The ending seems to suggest that that is where all people end after their deaths, IE in the "stomach" of these things.
 
The ending seems to suggest that that is where all people end after their deaths, IE in the "stomach" of these things.

Only if you go into the light, right? Kind of twisted you have to agree to be eaten.

So the moral of the story is light bad...dark good. Or maybe it's never listen to your father. Lol
 
It's hell. Maybe the human version, as B'elanna has a scrape with a more Klingon variety.
 
Only if you go into the light, right? Kind of twisted you have to agree to be eaten.

So the moral of the story is light bad...dark good. Or maybe it's never listen to your father. Lol
If you don't agree then it goes against these creatures' work ethic.
 
Was anybody on Voyager actually a villian? I think only one Malon individual came close. The first Malon we met was dumping waste in an area he knew to be populated. The other Malon we saw in Juggernaught said they went out of their way to find uninhabited areas to dump. I think just about everyone else wasn't purpsely seeking to do harm to people.

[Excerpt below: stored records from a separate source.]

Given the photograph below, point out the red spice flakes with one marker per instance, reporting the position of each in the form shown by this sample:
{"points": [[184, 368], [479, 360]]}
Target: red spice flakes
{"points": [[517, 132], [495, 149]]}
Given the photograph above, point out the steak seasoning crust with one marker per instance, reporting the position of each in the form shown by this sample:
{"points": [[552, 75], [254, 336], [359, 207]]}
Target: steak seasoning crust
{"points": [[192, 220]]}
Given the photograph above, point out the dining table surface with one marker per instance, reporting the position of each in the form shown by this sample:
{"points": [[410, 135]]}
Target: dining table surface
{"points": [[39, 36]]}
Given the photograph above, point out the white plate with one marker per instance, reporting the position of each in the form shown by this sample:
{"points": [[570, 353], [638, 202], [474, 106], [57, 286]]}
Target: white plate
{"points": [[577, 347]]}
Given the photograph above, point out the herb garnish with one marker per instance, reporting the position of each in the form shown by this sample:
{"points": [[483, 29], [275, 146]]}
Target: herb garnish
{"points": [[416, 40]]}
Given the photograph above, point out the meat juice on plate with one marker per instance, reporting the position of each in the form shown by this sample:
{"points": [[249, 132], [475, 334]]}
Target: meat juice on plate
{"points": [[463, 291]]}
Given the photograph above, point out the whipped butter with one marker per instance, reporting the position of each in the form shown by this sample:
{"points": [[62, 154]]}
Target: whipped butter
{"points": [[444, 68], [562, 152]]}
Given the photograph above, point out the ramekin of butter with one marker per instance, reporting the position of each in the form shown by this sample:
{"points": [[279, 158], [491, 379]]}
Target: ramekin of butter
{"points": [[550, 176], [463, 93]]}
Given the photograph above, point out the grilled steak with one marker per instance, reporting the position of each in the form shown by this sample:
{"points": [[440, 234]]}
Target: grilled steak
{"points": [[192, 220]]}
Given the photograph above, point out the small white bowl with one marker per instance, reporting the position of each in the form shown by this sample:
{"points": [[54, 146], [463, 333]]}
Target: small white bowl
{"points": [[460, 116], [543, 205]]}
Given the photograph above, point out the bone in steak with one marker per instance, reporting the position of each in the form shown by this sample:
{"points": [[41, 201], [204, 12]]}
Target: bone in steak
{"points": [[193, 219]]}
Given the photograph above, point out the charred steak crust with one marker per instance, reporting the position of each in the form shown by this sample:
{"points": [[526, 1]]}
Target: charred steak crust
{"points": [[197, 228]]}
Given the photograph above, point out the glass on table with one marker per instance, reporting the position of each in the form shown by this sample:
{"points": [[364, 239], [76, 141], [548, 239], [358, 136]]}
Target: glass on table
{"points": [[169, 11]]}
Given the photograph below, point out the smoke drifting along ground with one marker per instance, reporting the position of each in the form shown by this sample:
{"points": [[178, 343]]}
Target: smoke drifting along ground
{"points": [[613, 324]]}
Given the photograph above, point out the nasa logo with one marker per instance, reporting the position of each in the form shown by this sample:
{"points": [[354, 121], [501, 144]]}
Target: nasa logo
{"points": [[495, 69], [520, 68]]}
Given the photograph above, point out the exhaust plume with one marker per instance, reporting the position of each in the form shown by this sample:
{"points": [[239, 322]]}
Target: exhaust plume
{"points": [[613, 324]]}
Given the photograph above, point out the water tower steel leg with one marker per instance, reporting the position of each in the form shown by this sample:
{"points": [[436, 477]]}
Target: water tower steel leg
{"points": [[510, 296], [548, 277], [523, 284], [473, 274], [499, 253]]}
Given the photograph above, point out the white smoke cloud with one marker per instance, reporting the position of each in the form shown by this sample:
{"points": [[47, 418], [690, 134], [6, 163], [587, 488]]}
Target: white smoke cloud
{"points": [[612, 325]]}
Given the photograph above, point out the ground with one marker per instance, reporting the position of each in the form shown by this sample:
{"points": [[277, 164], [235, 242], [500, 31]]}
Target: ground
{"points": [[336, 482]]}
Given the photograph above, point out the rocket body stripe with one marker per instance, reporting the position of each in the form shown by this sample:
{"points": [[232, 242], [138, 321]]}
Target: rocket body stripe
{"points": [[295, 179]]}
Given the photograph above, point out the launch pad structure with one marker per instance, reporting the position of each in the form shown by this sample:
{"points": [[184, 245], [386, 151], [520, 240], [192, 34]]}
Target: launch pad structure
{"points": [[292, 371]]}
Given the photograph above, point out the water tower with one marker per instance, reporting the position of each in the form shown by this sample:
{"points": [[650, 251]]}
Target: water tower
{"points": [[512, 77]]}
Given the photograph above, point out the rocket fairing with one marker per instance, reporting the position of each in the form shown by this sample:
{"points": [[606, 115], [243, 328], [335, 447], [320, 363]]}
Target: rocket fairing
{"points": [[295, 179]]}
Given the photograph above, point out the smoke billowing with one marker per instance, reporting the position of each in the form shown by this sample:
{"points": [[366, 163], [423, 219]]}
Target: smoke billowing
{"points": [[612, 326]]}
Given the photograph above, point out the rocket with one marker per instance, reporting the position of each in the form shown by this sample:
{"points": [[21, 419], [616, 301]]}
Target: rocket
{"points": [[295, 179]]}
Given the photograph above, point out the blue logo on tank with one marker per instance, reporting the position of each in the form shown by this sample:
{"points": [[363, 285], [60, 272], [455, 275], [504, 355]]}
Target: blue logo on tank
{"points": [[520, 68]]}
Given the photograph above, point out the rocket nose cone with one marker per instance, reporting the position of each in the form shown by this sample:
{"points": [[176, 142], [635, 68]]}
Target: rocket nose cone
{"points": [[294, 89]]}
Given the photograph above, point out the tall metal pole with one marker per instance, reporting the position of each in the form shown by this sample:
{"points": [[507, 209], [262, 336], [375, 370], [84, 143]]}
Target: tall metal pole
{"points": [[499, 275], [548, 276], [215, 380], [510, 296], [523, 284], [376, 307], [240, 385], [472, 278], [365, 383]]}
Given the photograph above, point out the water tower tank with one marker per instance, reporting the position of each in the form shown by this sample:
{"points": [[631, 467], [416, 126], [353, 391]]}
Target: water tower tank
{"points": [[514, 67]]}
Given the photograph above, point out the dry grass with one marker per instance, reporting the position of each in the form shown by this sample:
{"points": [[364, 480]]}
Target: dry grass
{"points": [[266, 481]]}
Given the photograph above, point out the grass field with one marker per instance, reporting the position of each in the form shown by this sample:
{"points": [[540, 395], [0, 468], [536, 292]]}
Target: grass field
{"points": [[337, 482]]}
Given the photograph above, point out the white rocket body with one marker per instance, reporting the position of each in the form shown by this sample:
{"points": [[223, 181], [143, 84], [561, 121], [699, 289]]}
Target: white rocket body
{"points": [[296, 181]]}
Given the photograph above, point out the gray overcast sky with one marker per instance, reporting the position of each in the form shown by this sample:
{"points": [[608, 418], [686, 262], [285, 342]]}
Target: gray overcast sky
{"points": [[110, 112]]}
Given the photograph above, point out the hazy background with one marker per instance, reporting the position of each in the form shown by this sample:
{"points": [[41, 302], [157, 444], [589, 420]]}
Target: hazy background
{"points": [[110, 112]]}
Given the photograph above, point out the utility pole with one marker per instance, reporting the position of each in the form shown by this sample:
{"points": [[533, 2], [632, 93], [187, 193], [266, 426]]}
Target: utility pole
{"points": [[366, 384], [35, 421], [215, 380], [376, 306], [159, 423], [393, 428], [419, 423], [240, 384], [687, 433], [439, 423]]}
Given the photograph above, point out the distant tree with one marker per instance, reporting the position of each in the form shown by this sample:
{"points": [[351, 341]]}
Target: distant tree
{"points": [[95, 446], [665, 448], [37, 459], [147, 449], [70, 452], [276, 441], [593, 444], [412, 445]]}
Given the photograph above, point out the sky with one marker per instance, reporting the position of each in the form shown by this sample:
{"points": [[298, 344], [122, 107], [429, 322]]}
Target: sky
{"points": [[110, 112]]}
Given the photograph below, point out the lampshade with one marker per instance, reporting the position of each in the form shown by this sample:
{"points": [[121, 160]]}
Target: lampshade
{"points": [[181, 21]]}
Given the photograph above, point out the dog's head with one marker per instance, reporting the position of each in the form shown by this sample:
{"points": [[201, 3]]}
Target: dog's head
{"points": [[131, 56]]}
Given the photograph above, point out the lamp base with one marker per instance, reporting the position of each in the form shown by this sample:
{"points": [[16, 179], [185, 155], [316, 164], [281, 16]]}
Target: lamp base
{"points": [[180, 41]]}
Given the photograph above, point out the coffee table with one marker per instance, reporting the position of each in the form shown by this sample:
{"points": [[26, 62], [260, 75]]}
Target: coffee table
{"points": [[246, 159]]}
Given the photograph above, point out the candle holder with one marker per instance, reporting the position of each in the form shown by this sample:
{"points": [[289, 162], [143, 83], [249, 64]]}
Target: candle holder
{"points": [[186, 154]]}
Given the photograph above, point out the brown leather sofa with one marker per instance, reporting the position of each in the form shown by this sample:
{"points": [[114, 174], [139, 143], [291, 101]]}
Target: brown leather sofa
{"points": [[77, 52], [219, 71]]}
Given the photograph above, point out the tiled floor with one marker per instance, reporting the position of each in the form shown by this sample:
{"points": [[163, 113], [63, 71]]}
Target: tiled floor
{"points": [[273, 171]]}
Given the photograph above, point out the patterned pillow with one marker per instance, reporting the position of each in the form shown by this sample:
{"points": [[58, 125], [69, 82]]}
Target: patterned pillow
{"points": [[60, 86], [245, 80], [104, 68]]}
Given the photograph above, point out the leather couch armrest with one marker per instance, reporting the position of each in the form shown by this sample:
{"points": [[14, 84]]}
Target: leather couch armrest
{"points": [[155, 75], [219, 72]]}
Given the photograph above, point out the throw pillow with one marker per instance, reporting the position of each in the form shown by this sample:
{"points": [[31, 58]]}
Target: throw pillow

How about the "scientists" who secretly experimented on the crew (and killed a few)?
 
I did not see anyone mention:

Species 8472...
The Hirogen: seem to be a fan favorite...
The Devore: needed more screen time...
 
Annorax is probably the best villain individually, though Seska takes the silver. The Think Tank had potential, but were handled kind of ham handedly, with them deliberately creating the problem. A better idea for them would have been for them to offer to find a way to get Voyager home in exchange for... what they wanted.

Of the factions introduced, the Vidiians were probably the most interesting. Species 8472 had potential as well.

I don't remember any weak villains offhand aside from the hierarchy in Tinker, Tenor. They seemed a little... out of their league.
 
Annorax is probably the best villain individually, though Seska takes the silver. The Think Tank had potential, but were handled kind of ham handedly, with them deliberately creating the problem. A better idea for them would have been for them to offer to find a way to get Voyager home in exchange for... what they wanted.

Of the factions introduced, the Vidiians were probably the most interesting. Species 8472 had potential as well.

I don't remember any weak villains offhand aside from the hierarchy in Tinker, Tenor. They seemed a little... out of their league.

They killed 8472 as a villain when they made them "misunderstood well-meaning guys" I think the quasi-romance between Chak and John Archer's "fake" descendant did it.

The Think Tank were a strange bunch, I mean one wonders why they needed all those things since they didn't seem to get much of them. They lived cloistered in their tin can of a spaceship between themselves ( That's not much of a life). I wonder if that's the real reason why they were so nasty.
 
They killed 8472 as a villain when they made them "misunderstood well-meaning guys" I think the quasi-romance between Chak and John Archer's "fake" descendant did it.

The Think Tank were a strange bunch, I mean one wonders why they needed all those things since they didn't seem to get much of them. They lived cloistered in their tin can of a spaceship between themselves ( That's not much of a life). I wonder if that's the real reason why they were so nasty.

Maybe. But it would have been a great conundrum. Do we hand over one of our own to get home? Or stick to principle? Seven, "needs of the many" Borg that she was, would undoubtedly say the former.
 
I really loved the Think Tank as villains. Definitely would be difficult to beat them, given their intelligence.

I don't know. If they were so smart maybe they would know the correct response to an attack even if they can't communicate with each other and also maybe they would have devised a way to communicate that didn't involve complex technology... something simple like morse code maybe.